Red and Yellow, Black and White

I lived the first few years of my life in Southeast D.C. I remember being 4 years old and walking with my 8-year-old sister one evening to the birthday party of her friend from school. We were the only white people in the room. Though I noticed that, I also noticed we felt welcome, particularly by the older gentleman who greeted us at the door.

I didn’t understand a couple of years later, after we moved to Cleveland, why my mother made me stop playing with the other little girl on the playground. She was just like the kids I had known back in D.C., except that my mother hadn’t been around me much in D.C. That part was different.

Then, as an adult, I remember being saddened week after week as we drove past the black Missionary Baptist church to attend our largely white megachurch just a block away. What a divide that one block created! Such a divide saddened and confused me then, and the increasing divide in our country saddens and confuses me today.

Red and yellow, black and white

They are precious in His sight

Jesus loves the little children of the world.

Here we were, still in the heat of the George Zimmerman verdict, when my husband and I embarked on our first cruise just an hour from where Trayvon Martin died. Never have I been more aware of heightened racial tensions in our country, which has brought grief to my heart and, no doubt, to my God.

Many black families joined us on the cruise, and a lovely family – two grown daughters and their mother – sat next to us our first two nights at dinner. I noticed the birthday crown on the younger daughter’s head. “Happy birthday!” I exclaimed.

“It’s not my birthday yet,” she explained. “It’s not till Sunday. But I’m going to celebrate it all weekend long.”

“Sunday? That’s my husband’s birthday! We’re here to celebrate his birthday and our 25th anniversary,” I explained. Both, it turns out, were celebrating Milestone Birthdays – though my husband’s milestone turned out to be a bit farther down the road.

“Where are you all from?” I later asked.

“We’re from Cleveland,” one of the sisters said.

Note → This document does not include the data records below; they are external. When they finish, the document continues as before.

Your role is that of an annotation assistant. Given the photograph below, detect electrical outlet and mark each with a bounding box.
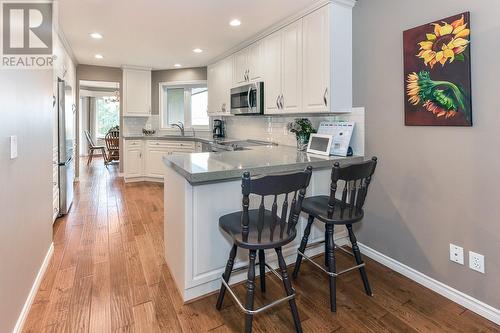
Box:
[450,244,464,265]
[469,251,484,274]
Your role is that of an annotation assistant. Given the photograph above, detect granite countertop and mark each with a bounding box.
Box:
[123,134,214,143]
[163,145,364,185]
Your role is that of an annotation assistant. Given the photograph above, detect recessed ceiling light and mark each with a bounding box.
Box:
[229,19,241,27]
[90,32,102,39]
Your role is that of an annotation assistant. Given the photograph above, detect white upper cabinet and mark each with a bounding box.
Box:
[233,41,265,86]
[207,57,233,116]
[233,49,248,86]
[280,20,302,113]
[303,6,330,112]
[123,68,151,117]
[263,32,282,114]
[247,41,264,82]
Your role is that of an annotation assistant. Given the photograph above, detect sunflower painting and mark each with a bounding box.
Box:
[403,12,472,126]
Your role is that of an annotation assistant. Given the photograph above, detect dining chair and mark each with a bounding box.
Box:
[216,167,312,333]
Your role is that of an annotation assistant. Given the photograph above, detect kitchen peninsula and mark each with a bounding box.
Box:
[164,145,363,301]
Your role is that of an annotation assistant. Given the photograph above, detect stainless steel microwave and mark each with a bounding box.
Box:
[231,82,264,115]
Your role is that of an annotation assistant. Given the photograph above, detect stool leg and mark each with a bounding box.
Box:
[215,244,238,310]
[292,215,314,279]
[245,250,257,333]
[259,250,266,293]
[346,224,373,296]
[325,224,337,312]
[275,247,302,332]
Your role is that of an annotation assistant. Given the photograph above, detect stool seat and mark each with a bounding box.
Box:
[302,195,364,225]
[219,209,296,249]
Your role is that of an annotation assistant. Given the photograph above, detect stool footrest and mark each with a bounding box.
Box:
[297,250,365,277]
[221,263,295,315]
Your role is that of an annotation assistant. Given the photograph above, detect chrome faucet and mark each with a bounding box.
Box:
[172,121,184,136]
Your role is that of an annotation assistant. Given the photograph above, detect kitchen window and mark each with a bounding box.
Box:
[160,81,209,129]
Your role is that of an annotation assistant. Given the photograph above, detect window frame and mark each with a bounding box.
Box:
[158,80,210,131]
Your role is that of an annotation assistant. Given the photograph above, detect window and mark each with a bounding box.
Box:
[160,83,208,129]
[95,96,120,138]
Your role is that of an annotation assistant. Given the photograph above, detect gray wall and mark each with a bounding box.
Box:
[353,0,500,308]
[151,67,207,114]
[0,69,53,332]
[76,65,124,172]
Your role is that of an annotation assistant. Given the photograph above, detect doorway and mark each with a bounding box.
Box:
[78,80,120,166]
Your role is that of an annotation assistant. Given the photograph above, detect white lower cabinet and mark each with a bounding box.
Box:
[124,140,196,181]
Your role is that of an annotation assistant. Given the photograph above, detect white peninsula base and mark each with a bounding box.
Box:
[164,166,347,302]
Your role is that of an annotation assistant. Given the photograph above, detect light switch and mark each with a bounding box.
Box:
[10,135,17,160]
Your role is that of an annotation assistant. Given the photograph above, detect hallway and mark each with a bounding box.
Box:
[24,160,500,333]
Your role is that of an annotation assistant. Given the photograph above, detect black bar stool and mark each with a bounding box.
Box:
[293,157,377,312]
[216,167,312,332]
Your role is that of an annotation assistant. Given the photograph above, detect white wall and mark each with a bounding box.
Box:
[0,70,53,332]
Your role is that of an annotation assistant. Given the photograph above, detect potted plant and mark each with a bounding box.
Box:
[287,118,316,151]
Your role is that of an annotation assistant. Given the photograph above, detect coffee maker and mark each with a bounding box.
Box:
[213,119,226,139]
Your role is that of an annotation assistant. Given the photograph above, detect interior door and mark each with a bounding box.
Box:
[281,20,302,113]
[263,31,281,113]
[302,6,330,112]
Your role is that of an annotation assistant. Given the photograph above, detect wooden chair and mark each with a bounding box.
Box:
[293,157,377,312]
[216,167,312,333]
[104,130,120,164]
[83,130,106,165]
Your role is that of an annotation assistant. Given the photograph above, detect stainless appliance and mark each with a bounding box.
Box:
[231,82,264,115]
[213,119,226,139]
[57,79,76,215]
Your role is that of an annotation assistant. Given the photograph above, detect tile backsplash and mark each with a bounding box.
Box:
[223,108,365,155]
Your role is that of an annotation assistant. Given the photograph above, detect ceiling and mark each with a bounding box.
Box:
[59,0,317,69]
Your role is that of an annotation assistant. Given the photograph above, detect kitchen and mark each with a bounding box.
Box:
[0,0,500,332]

“Get out! I used to live in Cleveland!”

Thus began two nights of talking about birthdays and families and life in Cleveland and cruises and even the Lord.

We ended like this: “My sweet friends,” I began, “it has been so special getting to know you. If I don’t see you again on this side of heaven, I hope to see you on the next, because I know where my eternity will be.”

“So do I!” one of the sisters said, high-fiving me. “I’ll see you there!” 

We hugged. We took photos using each other’s cameras. We said goodbye. Our paths didn’t cross again for the rest of the cruise, and I was sad. How I admired their energy, their humor and their love!

Maybe this is how we break down the racial divide – by reaching out with the love of Jesus one relationship at a time. Loving as we have been loved. Setting aside differences and finding common ground. Putting Jesus first.

“By this all men will know that you are My disciples – if you love one another.” – John 13:35

Let love be your hammer. Let’s tear down that wall.